Он молча слушал ее, готовя в мыслях возражения. Но она продолжала:

– Далее… Когда-нибудь впоследствии, в Париже… Там надо будет совершить самое трудное… Вы должны будете добиться у нее постепенно… добиться у нее мира… Мира между нами тремя…

– О! – воскликнул Боалль.

Голос его выражал полнейшую безнадежность.

Но мадам Эннебон, бледная, взяла его за руку.

– Это необходимо! – настойчиво повторяла она. – Это необходимо! Иначе, что будет с нами обоими?

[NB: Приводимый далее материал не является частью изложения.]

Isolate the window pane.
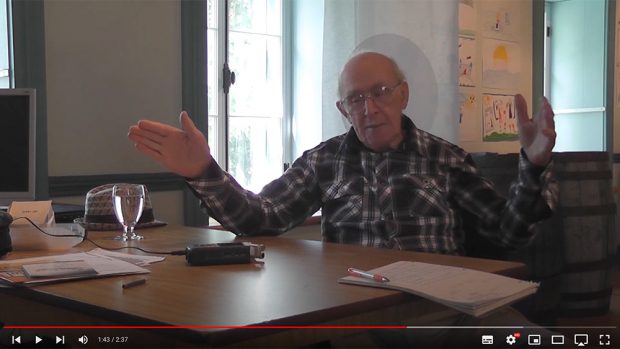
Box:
[229,32,282,117]
[0,0,10,88]
[207,0,217,29]
[228,0,267,33]
[207,29,218,115]
[267,0,282,35]
[228,118,282,193]
[553,111,605,151]
[207,116,220,163]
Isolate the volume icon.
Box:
[78,335,88,344]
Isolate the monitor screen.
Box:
[0,88,36,206]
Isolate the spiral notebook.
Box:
[338,261,538,316]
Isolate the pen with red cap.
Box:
[349,268,390,282]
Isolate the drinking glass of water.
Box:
[112,184,146,241]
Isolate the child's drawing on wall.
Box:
[482,94,519,142]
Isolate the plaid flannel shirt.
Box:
[188,116,556,254]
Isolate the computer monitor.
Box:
[0,88,36,207]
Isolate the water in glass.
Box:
[112,184,145,241]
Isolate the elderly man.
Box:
[129,52,555,347]
[129,52,555,254]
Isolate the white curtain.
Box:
[317,0,459,143]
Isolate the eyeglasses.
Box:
[341,81,403,114]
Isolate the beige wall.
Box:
[44,0,182,222]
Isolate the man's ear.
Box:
[336,101,351,122]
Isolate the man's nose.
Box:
[364,96,378,115]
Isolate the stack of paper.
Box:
[0,248,164,285]
[338,261,538,316]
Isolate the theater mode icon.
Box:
[551,334,564,345]
[598,334,611,347]
[574,333,588,347]
[527,334,540,345]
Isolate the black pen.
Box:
[123,279,146,288]
[348,268,390,282]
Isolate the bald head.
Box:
[336,52,409,152]
[338,52,405,99]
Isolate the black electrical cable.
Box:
[13,217,186,256]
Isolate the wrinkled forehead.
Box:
[338,53,402,98]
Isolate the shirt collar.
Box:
[340,114,420,153]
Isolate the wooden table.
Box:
[0,226,525,347]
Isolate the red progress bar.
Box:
[4,325,407,329]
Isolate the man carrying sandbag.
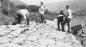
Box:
[62,5,72,33]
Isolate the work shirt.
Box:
[64,9,72,19]
[17,9,29,19]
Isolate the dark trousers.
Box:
[40,14,45,23]
[57,17,63,30]
[62,18,71,33]
[17,14,22,24]
[26,17,29,25]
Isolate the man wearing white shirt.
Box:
[62,5,72,33]
[17,9,29,25]
[39,2,45,23]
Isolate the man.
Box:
[57,10,65,30]
[62,5,72,33]
[39,2,45,23]
[17,9,29,25]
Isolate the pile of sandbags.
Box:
[0,22,82,47]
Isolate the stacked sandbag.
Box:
[0,22,82,47]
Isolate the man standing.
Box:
[57,10,65,30]
[39,2,45,23]
[17,9,29,25]
[62,5,72,33]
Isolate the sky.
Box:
[20,0,68,5]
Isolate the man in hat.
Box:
[62,5,72,33]
[57,9,65,30]
[39,2,45,23]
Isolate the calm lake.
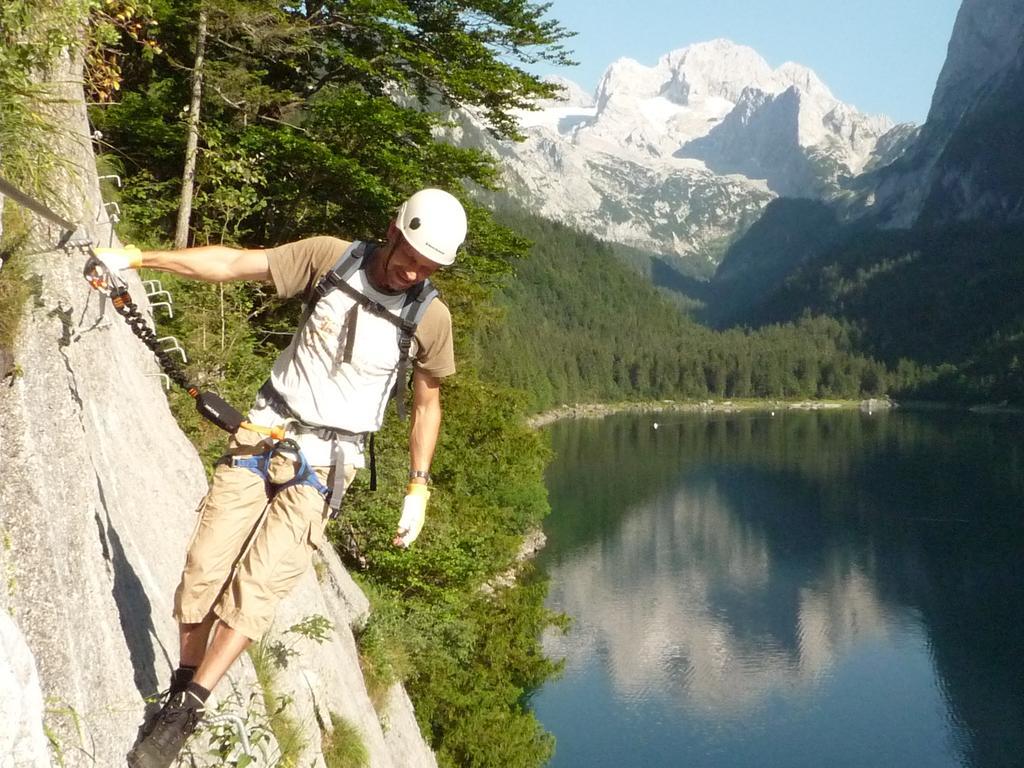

Он пытался ее переубедить. Но, несмотря на весь свой привычный оптимизм, она ясно различила грозящую опасность: она не могла забыть тех нескольких слов, которые накануне ей передал Поль:

– Вы сказали мне, что перед попыткой наложить на себя руки она подумала о разводе… А также о поездке к отцу в Ванн или – в Париж к аббату Мюру…

– Да.

– Аббат Мюр – мой духовник…

– И ее также, вероятно?

– Нет, – рассеянно ответила мадам Эннебон. – У Изабеллы духовника нет и никогда не было… Она просто исповедуется, и больше ничего… И я даже не знаю, у кого она исповедуется… Нет, нет, аббат Мюр – только мой… Это он направил меня сюда к патеру Ронкетти…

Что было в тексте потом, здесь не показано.